可今天下午卻着實有些奇怪,羅威再次看了看掛在牆上的大鐘——已經三點半了,往常這個時候外面的接待室裏起碼也應該有兩至三個客人坐在沙發上排隊等候了,可今天卻連一個客人都沒有。羅威習慣了每天忙碌而充實的生活,對於這樣一份難得的清閒竟感到有些不適。
又等了五分鐘,仍然沒有人來。羅威撇了撇嘴,覺得不應該再這樣無所事事地傻等下去了,得找點事情來混着時間。
他打開辦公桌右邊的抽屜,從裏面拿出一副跳棋,放到桌子上後,將那些玻璃珠子一顆一顆地擺到棋盤上——從小時候起,羅威就喜歡這樣一人分飾兩個角色,自己跟自己下棋,他把這看成一種“自我挑戰”。
羅威聚精會神地跟自己下着棋,不知過了多久,正在他舉棋未定的時候,辦公室外響起了敲門聲。
羅威抬起頭,説了一聲:“請進。”
門打開,進來的是羅威精明能幹的女助手吳薇,她禮貌地説:“羅威醫生,外面有一位老先生説有急事要找……”
她的話還沒有説完,只聽到“砰”的一聲巨響,一個戴着帽子、身材瘦高的老人將辦公室門猛地推開,闖了進來。羅威被嚇了一跳,身子一抖,手裏捏着的一顆跳棋棋子掉落到地上。

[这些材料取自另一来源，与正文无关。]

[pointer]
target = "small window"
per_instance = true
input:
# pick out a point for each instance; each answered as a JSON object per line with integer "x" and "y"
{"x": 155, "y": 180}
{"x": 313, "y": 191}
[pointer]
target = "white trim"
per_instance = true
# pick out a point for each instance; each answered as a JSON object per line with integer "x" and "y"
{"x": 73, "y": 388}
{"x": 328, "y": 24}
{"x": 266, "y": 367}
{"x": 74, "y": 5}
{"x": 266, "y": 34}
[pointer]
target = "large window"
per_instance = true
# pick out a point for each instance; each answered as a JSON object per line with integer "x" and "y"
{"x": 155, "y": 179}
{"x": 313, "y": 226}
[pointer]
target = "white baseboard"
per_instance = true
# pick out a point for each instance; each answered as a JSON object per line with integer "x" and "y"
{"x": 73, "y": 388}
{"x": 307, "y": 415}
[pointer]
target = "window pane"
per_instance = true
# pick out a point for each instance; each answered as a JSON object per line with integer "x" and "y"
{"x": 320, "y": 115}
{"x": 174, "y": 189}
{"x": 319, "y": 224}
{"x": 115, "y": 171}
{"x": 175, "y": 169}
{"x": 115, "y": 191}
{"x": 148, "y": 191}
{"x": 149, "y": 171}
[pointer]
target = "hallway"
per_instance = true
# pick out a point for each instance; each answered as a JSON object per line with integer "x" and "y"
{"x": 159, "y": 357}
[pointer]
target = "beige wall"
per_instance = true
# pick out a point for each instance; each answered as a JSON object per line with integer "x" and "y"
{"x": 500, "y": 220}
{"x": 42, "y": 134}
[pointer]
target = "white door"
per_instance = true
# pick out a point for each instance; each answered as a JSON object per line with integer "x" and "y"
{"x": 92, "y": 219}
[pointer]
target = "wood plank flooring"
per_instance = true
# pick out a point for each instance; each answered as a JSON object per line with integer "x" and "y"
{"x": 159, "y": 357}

那老人滿頭大汗,一臉驚惶神情,他徑直走到羅威辦公桌對面的皮椅旁坐了下來,然後像一個主人發號施令般衝女助手揮了揮手,説:“你可以出去了!”
羅威十分驚訝——自兩年前開了這家心理諮詢中心以來,出入這間辦公室的,都是有禮有節的上層人士,還從沒有哪個客人像今天這樣粗魯和無理!
他正要發怒,準備斥責這個缺少禮貌的客人,老人卻摘下帽子,望着他説:“羅威,是我!”
羅威端視了老人幾秒鐘後,驚喜地叫了起來:“啊!原來是您,嚴鴻遠教授!我都有快十年沒見過您了!您……是怎麼找到我這裏的?”
“聽着,羅威!”老人完全沒理會羅威的問候,他的臉上仍舊是一付急切而緊張的表情。“我只能在這裏呆五分鐘!我有重要的事情要告訴你!”
羅威趕緊朝女助手做了個手勢,示意她出去,然後説:“嚴教授,您説吧,什麼事?”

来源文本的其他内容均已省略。